Heavy trucks pass through the Chirundu Corridor, one of the major routes connecting Zimbabwe and Zambia in southern Africa. This is a vital transport artery, important for the economies of both countries and their neighbors. It is also a major route for the transmission of HIV.
The mix of long-distance lorry drivers — who go weeks at a time without seeing their families — with widespread poverty existing along the corridor, results in sexual encounters between drivers and women. The risks they take with their health have an impact on the wider community.
But things are changing, in large part due to the recognition that productive work, and with it, economic empowerment, are important weapons in the fight against AIDS.
On one of my field trips to Zimbabwe, I had the chance to meet Barbara, a young woman who lives along the Chirundu Corridor, where she runs a business making doors and windows. Her company prospered after she received training in business management, and she was given access to credit facilities through an HIV project run by the International Labour Organization, the UN agency responsible for setting international labor standards.
The UN estimates that more than half of the 35 million people living with HIV worldwide do not know that they are infected. Many fear being discriminated against if people find out they are HIV-positive.
The project was founded on the recognition that, in addition to traditional prevention strategies, such as condom use, the underlying causes of risky sexual behavior need to be addressed. Additionally, there needs to be widened access to HIV services if the next generation is to be AIDS-free.
Poverty may lead people to become involved in risky sexual behavior. The project, therefore, involves helping vulnerable populations become economically empowered by helping them start businesses. It also provides care services for transport workers and populations operating along the corridor.
Barbara employs 10 men from HIV-affected households. Her business is helping to reduce the economic vulnerability of others in her community.
Many other women living along the Chirundu Corridor have also started or improved their businesses and have become economically independent. Beyond bringing them economic security, significant changes have been noted in the behaviors — and the general welfare — of the project’s beneficiaries. They now have access to better information and HIV services. According to a survey on the impact of the project, small successful businesses are flourishing, children are going to school, mothers are being kept alive and the number of women who have stopped engaging in unprotected sex has risen from 56 to 76 percent.

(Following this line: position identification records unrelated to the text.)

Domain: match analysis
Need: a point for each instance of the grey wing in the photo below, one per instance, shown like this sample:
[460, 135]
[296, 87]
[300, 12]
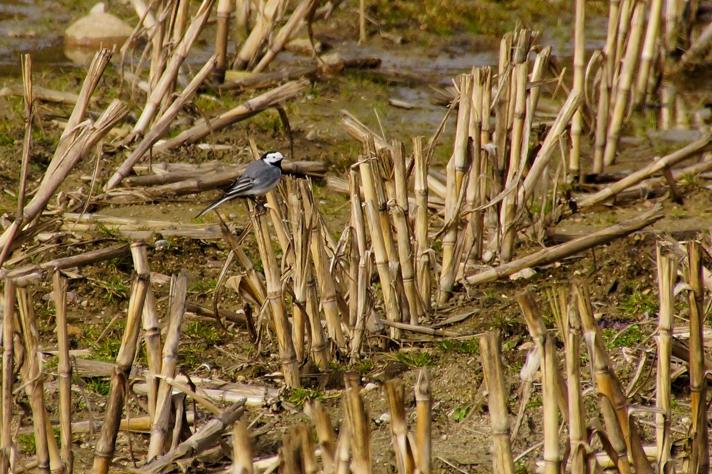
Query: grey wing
[264, 178]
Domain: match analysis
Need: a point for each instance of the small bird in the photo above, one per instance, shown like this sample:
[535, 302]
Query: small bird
[260, 177]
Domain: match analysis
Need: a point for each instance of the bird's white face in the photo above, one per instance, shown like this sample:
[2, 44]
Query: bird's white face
[273, 157]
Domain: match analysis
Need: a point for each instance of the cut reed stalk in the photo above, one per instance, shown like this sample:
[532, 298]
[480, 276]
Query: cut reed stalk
[303, 274]
[502, 105]
[657, 165]
[325, 278]
[282, 327]
[325, 434]
[608, 387]
[622, 39]
[421, 224]
[552, 458]
[160, 428]
[242, 451]
[579, 77]
[403, 232]
[253, 278]
[647, 58]
[577, 423]
[357, 419]
[8, 334]
[26, 151]
[357, 237]
[698, 437]
[602, 113]
[555, 253]
[251, 107]
[537, 330]
[82, 141]
[33, 381]
[298, 16]
[180, 20]
[543, 157]
[473, 196]
[64, 371]
[399, 427]
[225, 8]
[96, 69]
[491, 358]
[208, 435]
[624, 83]
[423, 420]
[164, 84]
[509, 205]
[667, 272]
[358, 292]
[161, 126]
[387, 286]
[456, 171]
[104, 451]
[152, 340]
[300, 272]
[266, 15]
[22, 275]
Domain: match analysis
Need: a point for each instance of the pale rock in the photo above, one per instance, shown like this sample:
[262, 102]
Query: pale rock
[523, 274]
[97, 28]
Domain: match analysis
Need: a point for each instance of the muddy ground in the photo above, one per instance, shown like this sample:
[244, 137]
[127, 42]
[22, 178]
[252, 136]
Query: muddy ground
[434, 48]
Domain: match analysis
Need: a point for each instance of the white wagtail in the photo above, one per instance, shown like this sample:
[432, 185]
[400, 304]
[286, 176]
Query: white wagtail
[260, 177]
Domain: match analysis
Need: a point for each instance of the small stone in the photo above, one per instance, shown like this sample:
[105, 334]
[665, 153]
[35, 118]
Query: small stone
[160, 278]
[98, 27]
[162, 244]
[523, 274]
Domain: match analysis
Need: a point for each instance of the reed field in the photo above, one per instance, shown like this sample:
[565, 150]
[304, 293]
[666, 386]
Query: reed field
[489, 250]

However, results like these can only be reached if stigma and discrimination in employment, education, health care and other settings are tackled at the same time.
Discrimination against people living with HIV is not an issue that exists only in southern Africa. We see it worldwide, in both developed and developing countries. In many instances, people lose their jobs because of it. This, in turn, makes them and their families more vulnerable.
The UN estimates that more than half of the 35 million people living with HIV worldwide do not know that they are infected. Many are afraid of getting tested because they fear being discriminated against if people find out they are HIV-positive. As a result, too many people are not seeking the treatment they need, and they risk passing the virus on to others.
The vast majority — over 90 percent — of those who are living with or are affected by HIV, either work for a living, or have links to the workplace. Through the workplace, we can reach these people, their families and communities with HIV-related information, treatment, care and support services. In the same way, the impact of efforts to eliminate HIV-related discrimination in the workplace environment will have a ripple effect beyond the workplace that will affect larger society. The fact that Barbara employs HIV-positive men in her business not only provides them with vital income, which will help make their families less vulnerable, but it also sends a powerful message to her community that people with HIV should not be discriminated against.
The UN has set 2030 as a goal for ending the AIDS epidemic. Seeing how people’s lives are changing in the Chirundu Corridor makes me believe that the goal can be reached if we include the workplace as an essential component of that vision.